By now you’ve probably read about a momentous recent decision, and the very public reversal of that decision, made by Maker’s Mark, a distiller of small batch bourbon based in Loretto, Kentucky. The basic story is this: in February, Maker’s Mark announced that they would be reducing the alcohol content in their bourbon from 45 percent to 42 percent, ostensibly in order to boost supplies of its product to meet high consumer demand. A mere week later, after a firestorm of protest erupted on social media and the Internet in general, the company reversed course.
Pundits in the business press referred to the snafu as the company’s “New Coke Moment,” a reference to Coca Cola’s notorious decision (and subsequent reversal) in the mid-1980s to change its soft drink formula. As a fan of the Maker’s Mark brand (in moderation, of course, and in Manhattans) I followed this story with some interest.
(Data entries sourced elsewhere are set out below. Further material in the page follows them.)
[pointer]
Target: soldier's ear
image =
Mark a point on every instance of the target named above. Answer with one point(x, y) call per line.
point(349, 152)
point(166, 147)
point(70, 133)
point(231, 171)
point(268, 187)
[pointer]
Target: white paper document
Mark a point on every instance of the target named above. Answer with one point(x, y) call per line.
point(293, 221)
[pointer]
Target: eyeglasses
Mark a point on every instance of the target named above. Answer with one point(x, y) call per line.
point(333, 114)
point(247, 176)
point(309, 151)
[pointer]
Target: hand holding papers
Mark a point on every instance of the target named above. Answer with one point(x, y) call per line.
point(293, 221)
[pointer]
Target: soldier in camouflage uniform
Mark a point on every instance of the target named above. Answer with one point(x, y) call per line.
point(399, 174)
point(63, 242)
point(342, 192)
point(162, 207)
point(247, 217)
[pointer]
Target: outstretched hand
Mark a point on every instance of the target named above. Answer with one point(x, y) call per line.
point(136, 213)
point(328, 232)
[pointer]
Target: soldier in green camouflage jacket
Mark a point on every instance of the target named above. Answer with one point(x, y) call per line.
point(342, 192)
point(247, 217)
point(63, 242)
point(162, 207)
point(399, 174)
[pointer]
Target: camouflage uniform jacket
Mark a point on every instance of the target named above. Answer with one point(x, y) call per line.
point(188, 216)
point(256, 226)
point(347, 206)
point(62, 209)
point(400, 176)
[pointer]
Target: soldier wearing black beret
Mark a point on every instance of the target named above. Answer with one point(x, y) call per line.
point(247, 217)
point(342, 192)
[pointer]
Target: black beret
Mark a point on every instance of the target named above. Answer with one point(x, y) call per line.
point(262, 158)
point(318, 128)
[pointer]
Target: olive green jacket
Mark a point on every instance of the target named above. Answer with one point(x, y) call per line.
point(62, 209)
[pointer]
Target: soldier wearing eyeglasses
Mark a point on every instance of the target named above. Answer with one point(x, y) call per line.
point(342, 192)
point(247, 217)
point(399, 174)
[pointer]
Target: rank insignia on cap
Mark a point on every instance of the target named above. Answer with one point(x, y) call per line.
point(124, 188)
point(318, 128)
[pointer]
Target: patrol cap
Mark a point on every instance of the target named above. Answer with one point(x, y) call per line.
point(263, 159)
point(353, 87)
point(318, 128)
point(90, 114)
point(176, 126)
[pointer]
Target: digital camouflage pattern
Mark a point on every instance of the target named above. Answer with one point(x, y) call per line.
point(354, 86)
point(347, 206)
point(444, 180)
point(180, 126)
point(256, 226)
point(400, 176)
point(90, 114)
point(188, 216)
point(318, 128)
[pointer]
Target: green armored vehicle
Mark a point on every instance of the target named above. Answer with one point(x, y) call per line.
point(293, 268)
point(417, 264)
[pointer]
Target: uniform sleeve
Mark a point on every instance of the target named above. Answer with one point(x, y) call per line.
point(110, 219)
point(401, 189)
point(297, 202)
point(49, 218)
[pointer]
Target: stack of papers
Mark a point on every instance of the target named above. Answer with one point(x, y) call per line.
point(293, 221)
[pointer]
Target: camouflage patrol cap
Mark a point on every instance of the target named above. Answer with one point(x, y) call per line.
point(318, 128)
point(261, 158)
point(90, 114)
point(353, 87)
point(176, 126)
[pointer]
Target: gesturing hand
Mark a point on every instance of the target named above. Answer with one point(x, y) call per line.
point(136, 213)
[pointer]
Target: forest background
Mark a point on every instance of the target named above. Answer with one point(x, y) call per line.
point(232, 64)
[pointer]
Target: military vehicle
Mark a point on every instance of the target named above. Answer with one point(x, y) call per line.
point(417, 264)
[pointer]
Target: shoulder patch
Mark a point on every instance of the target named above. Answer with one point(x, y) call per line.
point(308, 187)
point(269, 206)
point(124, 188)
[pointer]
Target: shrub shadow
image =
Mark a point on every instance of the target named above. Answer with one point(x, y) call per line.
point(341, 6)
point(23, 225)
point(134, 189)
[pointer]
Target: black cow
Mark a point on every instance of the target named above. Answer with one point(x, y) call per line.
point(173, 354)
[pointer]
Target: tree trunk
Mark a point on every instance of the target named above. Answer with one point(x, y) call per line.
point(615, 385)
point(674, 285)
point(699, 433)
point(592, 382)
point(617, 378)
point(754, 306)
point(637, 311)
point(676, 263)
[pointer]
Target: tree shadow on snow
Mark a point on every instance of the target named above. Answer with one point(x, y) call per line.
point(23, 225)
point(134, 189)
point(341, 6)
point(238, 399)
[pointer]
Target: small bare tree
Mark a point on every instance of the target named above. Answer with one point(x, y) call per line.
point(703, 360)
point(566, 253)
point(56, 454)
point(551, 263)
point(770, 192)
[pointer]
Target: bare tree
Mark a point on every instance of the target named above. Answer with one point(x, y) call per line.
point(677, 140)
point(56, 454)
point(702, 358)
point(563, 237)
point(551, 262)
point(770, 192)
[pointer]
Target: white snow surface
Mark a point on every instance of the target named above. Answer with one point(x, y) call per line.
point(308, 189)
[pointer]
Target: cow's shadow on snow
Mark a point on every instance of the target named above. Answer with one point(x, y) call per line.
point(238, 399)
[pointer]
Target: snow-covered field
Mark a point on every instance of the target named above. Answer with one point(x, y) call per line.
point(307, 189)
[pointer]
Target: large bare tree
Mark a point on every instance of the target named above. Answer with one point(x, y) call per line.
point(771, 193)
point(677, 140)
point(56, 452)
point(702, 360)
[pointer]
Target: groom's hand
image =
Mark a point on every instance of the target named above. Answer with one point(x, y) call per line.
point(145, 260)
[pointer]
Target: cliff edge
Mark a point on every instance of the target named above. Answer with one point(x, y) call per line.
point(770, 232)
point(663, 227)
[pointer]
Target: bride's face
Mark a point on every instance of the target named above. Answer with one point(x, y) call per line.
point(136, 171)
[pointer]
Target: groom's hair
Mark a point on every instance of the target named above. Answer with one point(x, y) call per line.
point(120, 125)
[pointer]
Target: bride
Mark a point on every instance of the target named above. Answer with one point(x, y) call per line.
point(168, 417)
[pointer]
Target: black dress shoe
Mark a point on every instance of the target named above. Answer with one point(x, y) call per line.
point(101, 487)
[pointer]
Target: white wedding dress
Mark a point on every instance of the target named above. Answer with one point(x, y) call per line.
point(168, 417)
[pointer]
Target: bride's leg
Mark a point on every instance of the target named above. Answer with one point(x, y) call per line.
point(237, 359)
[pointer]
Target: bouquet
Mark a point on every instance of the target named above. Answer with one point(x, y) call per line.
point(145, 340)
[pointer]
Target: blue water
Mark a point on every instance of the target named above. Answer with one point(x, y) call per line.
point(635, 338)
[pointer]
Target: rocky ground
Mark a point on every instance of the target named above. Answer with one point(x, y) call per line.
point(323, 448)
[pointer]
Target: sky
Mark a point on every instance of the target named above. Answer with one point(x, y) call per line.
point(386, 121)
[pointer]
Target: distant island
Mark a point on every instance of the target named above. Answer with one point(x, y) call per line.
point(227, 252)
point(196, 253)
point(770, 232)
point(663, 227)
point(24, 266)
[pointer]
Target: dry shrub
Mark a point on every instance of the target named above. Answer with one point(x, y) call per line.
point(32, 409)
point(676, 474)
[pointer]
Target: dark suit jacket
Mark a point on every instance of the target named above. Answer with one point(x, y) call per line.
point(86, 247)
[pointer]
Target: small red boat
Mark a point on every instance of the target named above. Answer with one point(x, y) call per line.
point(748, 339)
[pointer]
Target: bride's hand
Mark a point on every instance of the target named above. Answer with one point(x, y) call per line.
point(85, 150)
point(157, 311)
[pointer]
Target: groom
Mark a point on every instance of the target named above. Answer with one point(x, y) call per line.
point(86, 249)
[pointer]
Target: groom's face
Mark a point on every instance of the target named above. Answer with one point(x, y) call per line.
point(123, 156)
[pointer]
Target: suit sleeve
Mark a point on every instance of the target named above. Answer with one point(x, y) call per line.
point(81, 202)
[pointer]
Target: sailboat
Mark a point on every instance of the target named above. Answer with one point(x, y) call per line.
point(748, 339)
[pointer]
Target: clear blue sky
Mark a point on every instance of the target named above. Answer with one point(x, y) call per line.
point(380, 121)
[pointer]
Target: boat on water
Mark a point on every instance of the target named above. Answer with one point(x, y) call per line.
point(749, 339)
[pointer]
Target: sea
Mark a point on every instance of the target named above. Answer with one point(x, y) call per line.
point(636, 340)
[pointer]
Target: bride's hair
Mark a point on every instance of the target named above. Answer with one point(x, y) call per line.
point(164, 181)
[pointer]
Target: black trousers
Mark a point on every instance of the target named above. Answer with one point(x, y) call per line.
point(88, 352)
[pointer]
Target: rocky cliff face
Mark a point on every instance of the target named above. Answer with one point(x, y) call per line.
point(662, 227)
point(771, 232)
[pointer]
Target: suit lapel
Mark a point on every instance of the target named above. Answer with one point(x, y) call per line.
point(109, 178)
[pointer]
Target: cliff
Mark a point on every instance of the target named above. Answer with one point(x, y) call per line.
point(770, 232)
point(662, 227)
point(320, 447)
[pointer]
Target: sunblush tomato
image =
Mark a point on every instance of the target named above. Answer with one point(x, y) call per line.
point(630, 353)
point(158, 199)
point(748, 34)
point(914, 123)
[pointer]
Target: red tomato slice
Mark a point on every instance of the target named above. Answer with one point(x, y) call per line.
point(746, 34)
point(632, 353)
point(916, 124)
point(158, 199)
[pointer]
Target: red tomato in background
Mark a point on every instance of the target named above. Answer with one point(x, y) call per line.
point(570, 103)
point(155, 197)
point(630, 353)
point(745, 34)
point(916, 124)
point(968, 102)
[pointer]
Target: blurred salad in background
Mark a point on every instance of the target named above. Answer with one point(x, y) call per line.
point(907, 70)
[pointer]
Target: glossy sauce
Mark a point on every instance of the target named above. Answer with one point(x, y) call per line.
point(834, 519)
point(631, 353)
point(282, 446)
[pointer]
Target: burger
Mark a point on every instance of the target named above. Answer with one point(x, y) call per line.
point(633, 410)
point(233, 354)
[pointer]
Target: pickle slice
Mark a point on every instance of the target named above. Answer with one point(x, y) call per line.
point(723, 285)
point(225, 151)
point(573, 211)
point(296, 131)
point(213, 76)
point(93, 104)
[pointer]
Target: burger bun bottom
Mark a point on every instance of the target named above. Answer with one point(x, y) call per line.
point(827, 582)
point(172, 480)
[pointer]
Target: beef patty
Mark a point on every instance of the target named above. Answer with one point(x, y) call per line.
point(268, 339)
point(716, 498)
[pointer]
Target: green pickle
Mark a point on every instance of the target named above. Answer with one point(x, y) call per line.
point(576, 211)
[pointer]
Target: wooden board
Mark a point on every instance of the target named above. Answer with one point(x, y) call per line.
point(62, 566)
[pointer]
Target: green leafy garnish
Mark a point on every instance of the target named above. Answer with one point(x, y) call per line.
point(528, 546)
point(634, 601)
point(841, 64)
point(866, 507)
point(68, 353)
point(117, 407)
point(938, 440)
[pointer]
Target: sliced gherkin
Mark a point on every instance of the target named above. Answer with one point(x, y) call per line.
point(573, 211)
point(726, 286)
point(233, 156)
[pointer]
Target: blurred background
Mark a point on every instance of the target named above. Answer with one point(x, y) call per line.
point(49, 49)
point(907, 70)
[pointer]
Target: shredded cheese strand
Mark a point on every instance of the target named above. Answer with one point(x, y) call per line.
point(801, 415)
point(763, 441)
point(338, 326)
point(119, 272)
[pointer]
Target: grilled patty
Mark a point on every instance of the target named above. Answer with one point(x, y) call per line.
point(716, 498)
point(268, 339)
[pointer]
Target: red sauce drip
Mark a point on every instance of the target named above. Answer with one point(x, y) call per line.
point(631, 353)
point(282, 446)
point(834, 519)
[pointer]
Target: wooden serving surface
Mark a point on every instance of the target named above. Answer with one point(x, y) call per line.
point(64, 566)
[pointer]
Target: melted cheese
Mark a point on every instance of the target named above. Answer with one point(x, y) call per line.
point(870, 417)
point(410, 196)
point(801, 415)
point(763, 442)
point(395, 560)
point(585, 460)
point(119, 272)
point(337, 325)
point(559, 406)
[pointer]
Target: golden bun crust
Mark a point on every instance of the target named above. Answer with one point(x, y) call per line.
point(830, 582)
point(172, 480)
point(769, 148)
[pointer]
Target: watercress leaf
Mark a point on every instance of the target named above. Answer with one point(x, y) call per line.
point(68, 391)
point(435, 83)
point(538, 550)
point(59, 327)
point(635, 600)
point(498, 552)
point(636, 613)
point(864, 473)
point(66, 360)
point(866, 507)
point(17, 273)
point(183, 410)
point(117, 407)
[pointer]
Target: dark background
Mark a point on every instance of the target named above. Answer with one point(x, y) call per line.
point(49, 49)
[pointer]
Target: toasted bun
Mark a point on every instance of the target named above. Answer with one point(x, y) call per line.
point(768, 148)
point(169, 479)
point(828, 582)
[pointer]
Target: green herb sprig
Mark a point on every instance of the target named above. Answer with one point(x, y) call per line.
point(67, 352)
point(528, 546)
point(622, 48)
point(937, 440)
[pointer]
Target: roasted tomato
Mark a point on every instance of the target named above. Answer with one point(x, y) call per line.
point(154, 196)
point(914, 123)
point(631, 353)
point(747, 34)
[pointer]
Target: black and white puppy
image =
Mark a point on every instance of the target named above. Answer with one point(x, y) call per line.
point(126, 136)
However, as the story evolved, the whiskey drinker in me retreated, and the marketer started to pay more attention. And I began to ask the question: what if the whole affair were not a mistake at all, but instead, a masterstroke of social media marketing?
A few data points to consider:
Upon announcing their reversal, the company cast itself as humbled, apologetic, and beholden to its many fans. In a public letter from the company’s COO and Chairman Emeritus, the executives said: “Your trust, loyalty and passion are what’s (sic) most important. We realize we can’t lose sight of that. Thanks for your honesty and for reminding us what makes Maker’s Mark, and its fans, so special.”
Let’s translate, shall we? We have loyal and passionate fans. We have a very special product. And this affair has reminded us of just how special you are and how seriously you take our brand. (Group hug.)
Point #2: according to Forbes Magazine, on February 9 (before the initial announcement) Maker’s Mark “Attention Score” was 8, meaning that roughly 8% of the 21 and over US population had heard of the brand. On February 17, the day the reversal was announced, that score was 14. On February 27, the score was 24, the highest the brand had scored in six years. Measures of brand perception, meanwhile, took a beating upon the initial decision, but that trend reversed quickly, and at last count the numbers were almost recovered to their original levels.
Related Resource from B2CWebcast: PR Hacking: How Ideas Spread And What Marketers Need to Know
Point #3: If you search on Google for Maker’s Mark today, the company’s PPC ad makes very specific reference to the controversy in the headline: “Maker’s Mark Bourbon – You Spoke. We Listened.” The same message also appeared on their Facebook page (image above.) So, far from ignoring the story and hoping it goes away, Maker’s Mark is aggressively marketing their mea culpa as a testament to customer loyalty. In effect, having been given lemons, they are making lemonade (albeit lemonade with a 45% Alcohol By Volume.)
- Company makes egregious business error
- Company quickly reverses course, and, in the process, applauds its customers for their loyalty
- Company’s brand awareness skyrockets
- Company integrates controversy into its marketing efforts
Makes you wonder, doesn’t it?
So what can B2B marketers learn from a contrite whiskey distiller? Plenty:
- If you make a decision that upsets your customers, flog the reversal mercilessly as an homage to how strongly those customers feel about your brand (let’s call it: Mea Culpa Marketing)
- Not prone to such business errors? Consider, then – what “mistake” could you make, promptly reverse, and leverage to the hilt in the interest of brand awareness?
The possibilities are endless. Cheers!